Light-Driven Hydrogen Evolution Reaction Catalyzed by a Molybdenum–Copper Artificial Hydrogenase
Raphaël J. Labidi, Bruno Faivre, Philippe Carpentier, Giulia Veronesi, Albert Solé‐Daura, Ragnar Björnsson, Christophe Léger, Philipp Gotico, Yun Li, Mohamed Atta, Marc Fontecave
Abstract
Orange protein (Orp) is a small bacterial metalloprotein of unknown function that harbors a unique molybdenum/copper (Mo/Cu) heterometallic cluster, [S 2 MoS 2 CuS 2 MoS 2 ] 3– . In this paper, the performance of Orp as a catalyst for the photocatalytic reduction of protons into H 2 has been investigated under visible light irradiation. We report the complete biochemical and spectroscopic characterization of holo -Orp containing the [S 2 MoS 2 CuS 2 MoS 2 ] 3– cluster, with docking and molecular dynamics simulations suggesting a positively charged Arg, Lys-containing pocket as the binding site. Holo -Orp exhibits excellent photocatalytic activity, in the presence of ascorbate as the sacrificial electron donor and [Ru(bpy) 3 ]Cl 2 as the photosensitizer, for hydrogen evolution with a maximum turnover number of 890 after 4 h irradiation.
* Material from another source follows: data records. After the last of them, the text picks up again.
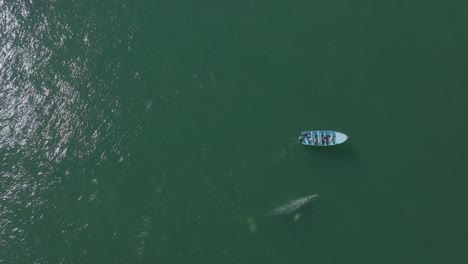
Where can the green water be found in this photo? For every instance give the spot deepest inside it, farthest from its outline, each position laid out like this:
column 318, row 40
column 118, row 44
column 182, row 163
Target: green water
column 162, row 131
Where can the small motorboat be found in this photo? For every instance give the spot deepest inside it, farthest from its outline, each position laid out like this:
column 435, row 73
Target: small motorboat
column 322, row 138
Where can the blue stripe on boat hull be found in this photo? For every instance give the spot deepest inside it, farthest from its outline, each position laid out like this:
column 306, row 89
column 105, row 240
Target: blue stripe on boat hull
column 322, row 138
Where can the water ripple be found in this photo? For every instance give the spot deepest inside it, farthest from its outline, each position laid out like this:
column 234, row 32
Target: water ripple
column 59, row 104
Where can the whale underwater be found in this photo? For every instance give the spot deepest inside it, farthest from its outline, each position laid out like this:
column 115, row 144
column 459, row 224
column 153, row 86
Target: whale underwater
column 293, row 208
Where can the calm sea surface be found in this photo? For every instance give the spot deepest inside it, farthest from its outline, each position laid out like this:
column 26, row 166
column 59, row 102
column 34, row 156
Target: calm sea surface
column 164, row 131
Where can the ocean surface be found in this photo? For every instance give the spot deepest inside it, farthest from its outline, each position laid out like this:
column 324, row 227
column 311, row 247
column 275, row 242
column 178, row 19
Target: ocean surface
column 165, row 131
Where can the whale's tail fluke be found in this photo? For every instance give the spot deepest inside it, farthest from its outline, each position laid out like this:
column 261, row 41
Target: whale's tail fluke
column 251, row 223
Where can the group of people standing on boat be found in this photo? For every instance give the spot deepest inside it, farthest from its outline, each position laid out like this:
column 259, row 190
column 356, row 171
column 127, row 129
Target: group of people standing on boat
column 315, row 139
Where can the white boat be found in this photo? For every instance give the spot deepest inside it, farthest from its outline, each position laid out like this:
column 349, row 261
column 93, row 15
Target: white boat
column 322, row 138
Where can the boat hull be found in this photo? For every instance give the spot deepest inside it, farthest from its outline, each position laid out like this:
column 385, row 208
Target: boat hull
column 322, row 138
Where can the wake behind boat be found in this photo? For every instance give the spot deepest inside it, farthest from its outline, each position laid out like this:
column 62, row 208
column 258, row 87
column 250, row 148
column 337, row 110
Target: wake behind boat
column 322, row 138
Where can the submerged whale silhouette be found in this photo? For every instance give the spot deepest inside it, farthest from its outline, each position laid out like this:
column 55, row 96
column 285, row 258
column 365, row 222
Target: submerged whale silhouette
column 294, row 207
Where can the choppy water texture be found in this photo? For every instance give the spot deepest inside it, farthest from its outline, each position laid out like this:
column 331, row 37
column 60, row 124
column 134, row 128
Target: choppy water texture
column 163, row 131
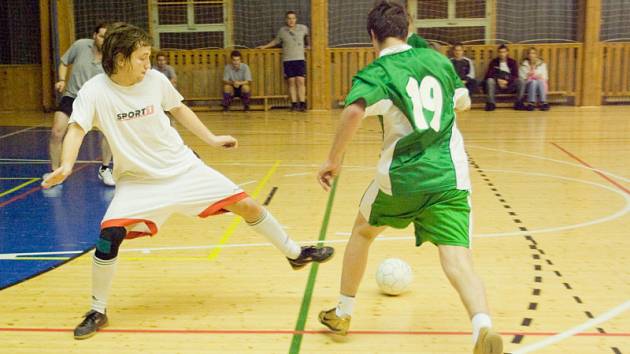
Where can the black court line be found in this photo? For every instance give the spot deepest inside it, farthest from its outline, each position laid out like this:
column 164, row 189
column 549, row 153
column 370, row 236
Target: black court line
column 538, row 254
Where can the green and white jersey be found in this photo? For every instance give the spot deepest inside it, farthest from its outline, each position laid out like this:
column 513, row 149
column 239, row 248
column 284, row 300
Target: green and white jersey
column 414, row 91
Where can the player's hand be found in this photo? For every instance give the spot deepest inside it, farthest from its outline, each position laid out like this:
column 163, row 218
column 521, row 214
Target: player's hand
column 60, row 86
column 327, row 173
column 225, row 142
column 56, row 177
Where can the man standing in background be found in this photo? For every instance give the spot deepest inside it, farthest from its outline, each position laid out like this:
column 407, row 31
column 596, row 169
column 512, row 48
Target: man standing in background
column 294, row 39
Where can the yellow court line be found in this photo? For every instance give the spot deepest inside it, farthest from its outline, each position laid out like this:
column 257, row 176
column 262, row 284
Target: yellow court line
column 38, row 259
column 19, row 187
column 234, row 224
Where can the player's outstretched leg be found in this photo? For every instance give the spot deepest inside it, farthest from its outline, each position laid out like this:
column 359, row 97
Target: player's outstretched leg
column 355, row 258
column 457, row 265
column 265, row 224
column 103, row 268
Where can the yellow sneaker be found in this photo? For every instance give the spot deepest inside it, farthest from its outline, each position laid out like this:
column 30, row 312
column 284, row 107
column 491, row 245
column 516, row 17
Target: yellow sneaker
column 337, row 324
column 488, row 342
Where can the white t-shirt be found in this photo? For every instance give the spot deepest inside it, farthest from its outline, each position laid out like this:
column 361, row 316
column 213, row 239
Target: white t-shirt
column 143, row 143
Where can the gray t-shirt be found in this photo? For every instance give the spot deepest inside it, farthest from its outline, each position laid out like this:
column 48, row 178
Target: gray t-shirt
column 84, row 65
column 292, row 42
column 168, row 71
column 242, row 74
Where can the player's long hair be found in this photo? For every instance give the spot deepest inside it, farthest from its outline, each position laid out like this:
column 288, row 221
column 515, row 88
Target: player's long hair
column 122, row 39
column 388, row 19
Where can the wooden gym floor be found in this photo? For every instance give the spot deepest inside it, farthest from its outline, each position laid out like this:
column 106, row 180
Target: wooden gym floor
column 551, row 195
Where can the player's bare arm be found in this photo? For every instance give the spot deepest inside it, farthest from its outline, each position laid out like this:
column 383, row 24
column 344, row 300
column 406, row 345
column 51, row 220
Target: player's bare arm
column 62, row 72
column 462, row 101
column 70, row 151
column 189, row 119
column 350, row 122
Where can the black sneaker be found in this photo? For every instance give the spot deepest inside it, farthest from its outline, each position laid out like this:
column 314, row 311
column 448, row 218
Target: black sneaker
column 312, row 254
column 93, row 321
Density functional theory (DFT) calculations were used to propose a consistent reaction mechanism in which the terminal sulfur atoms are playing a key role in promoting H 2 formation. A series of dinuclear [S 2 MS 2 M′S 2 MS 2 ] (4 n )– clusters, with M = Mo VI, W VI and M′ ( n +) = Cu I, Fe I, Ni I, Co I, Zn II, Cd II were assembled in Orp, leading to different M/M′-Orp versions which are shown to display catalytic activity, with the Mo/Fe-Orp catalyst giving a remarkable turnover number (TON) of 1150 after 2.5 h reaction and an initial turnover frequency (TOF°) of 800 h –1 establishing a record among previously reported artificial hydrogenases.